Selasa, 11 September 2012

ADAKAH CINTA UNTUK SI HAWA…??

Tentang rasa yang tak pernah dimengerti. Tentang cinta yang dirasa hampa. Mengurai kisah cinta seorang hawa, yang memiliki cinta yang entah bagaimana cara mengespresikannya. Apakah cinta hanya milik sang Adam?? Bagaimana dengan Hawa yang merasakan cinta…apakah takdir seorang Hawa hanyalah menerima cinta…

Hawa itu bernama Yuvita Salekhah Larasati, Yuvi sering orang memanggilnya. Berkepribadian tertutup meskipun mempunyai sifat periang. Tak banyak orang tahu akan masalah yang di rasanya. Entah bagaimana cara dia mengatasi masalah hidup dengan sendirinya.

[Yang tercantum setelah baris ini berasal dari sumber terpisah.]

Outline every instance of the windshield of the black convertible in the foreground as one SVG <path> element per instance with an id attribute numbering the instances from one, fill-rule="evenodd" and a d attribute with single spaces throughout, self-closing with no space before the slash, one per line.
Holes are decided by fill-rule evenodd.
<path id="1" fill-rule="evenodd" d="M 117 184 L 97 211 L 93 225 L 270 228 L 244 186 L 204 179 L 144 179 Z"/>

Suatu ketika di kamar di mana dia membaringkan tubuh mungilnya. Hand phone miliknya berdering, terlihat beberapa massage di layar hp nya dari seseorang.

K Ihsan
Bagaimana kabar??

K Ihsan
Met istirahat..

Tak ada satu pun massage Ihsan yang terbalas oleh Yuvi. Cuek, ya…gadis mungil ini terkesan cuek, apa lagi dengan lawan jenisnya. Hati nya tak kunjung luluh dengan tawaran cinta yang kerap menghampirinya. Entahlah apa yang menjadi tujuan nya dengan hidup yang serba apa adanya. 

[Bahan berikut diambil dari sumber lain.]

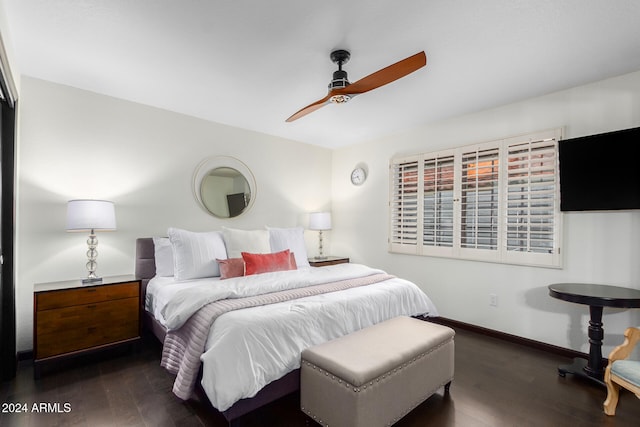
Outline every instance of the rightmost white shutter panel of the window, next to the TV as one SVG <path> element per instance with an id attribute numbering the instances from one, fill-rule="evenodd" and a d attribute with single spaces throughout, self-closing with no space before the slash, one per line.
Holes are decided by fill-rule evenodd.
<path id="1" fill-rule="evenodd" d="M 507 256 L 529 254 L 553 264 L 560 228 L 557 138 L 508 144 L 507 164 Z"/>

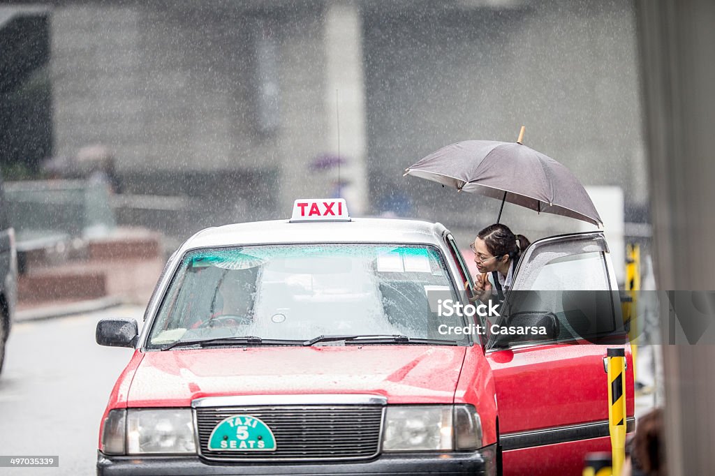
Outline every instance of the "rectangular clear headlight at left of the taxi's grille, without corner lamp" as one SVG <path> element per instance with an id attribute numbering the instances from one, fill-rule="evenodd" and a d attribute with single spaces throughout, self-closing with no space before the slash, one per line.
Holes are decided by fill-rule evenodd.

Apakah tak ada kata cinta di perbendaharaan pikirannya, atau mungkinkah tak ada sedikit rasa pun kepada seorang lawan jenis yang dikenalnya…memang tak mudah menebak pikiran gadis ini. Jika banyak gadis seumurnya yang kerap kali sakit hati karena masalah cinta, berbeda dengan gadis ini, sepertinya tak sama sekali dia berpikir tentang masalah hati.

“Yuvi…tak adakah tempat dihatimu untuk sekedar menyimpan namaku…??? Aku sunguh sayang kamu…tolong berilah sedikit celah dihatimu untuk ku…” Pria tampan itu tak putus asa merengek cinta pada Yuvi, yang pasti jawaban tak sedap akan dilontarkannya. Yuvi hanya tersenyum, tak ingin ada yang tersakiti dengan sikapnya yang terlalu dingin akan cinta, namun itulah Yuvi, yang tak tahu kapan akan membuka hati untuk orang yang menaruh hati padanya.

“Sekali lagi maaf…mungkin aku bukan lah orang yang kamu cari selama ini, jika hanya sebatas teman mungkin aku akan lebih bersedia, namun jika kamu meminta lebih dari itu, maaf…aku tidak bisa…” Jelas Yuvi pada Ihsan, yang tiada henti meluluhkan hati Yuvi.

Yuvi hanya disibukkan dengan jadwal perkuliahan, dia lebih senang bergelut dengan materi-materi perkuliahan dan teman-temannya dari pada harus memikirkan masalah cinta. Suatu saat ketika Yuvi berbincang dengan ibunya melalui seluler. “Nak…gimana??”

“Apa mi’??” Tanya Yuvi yang tak tahu maksud umi’nya..

“Itu…yang pernah umi’ bicarakan dulu…” 

“Hemm…mi’…mi’…umi’ selalu begitu…insya Allah mi’…do’akan saja…” Jelas Yuvi.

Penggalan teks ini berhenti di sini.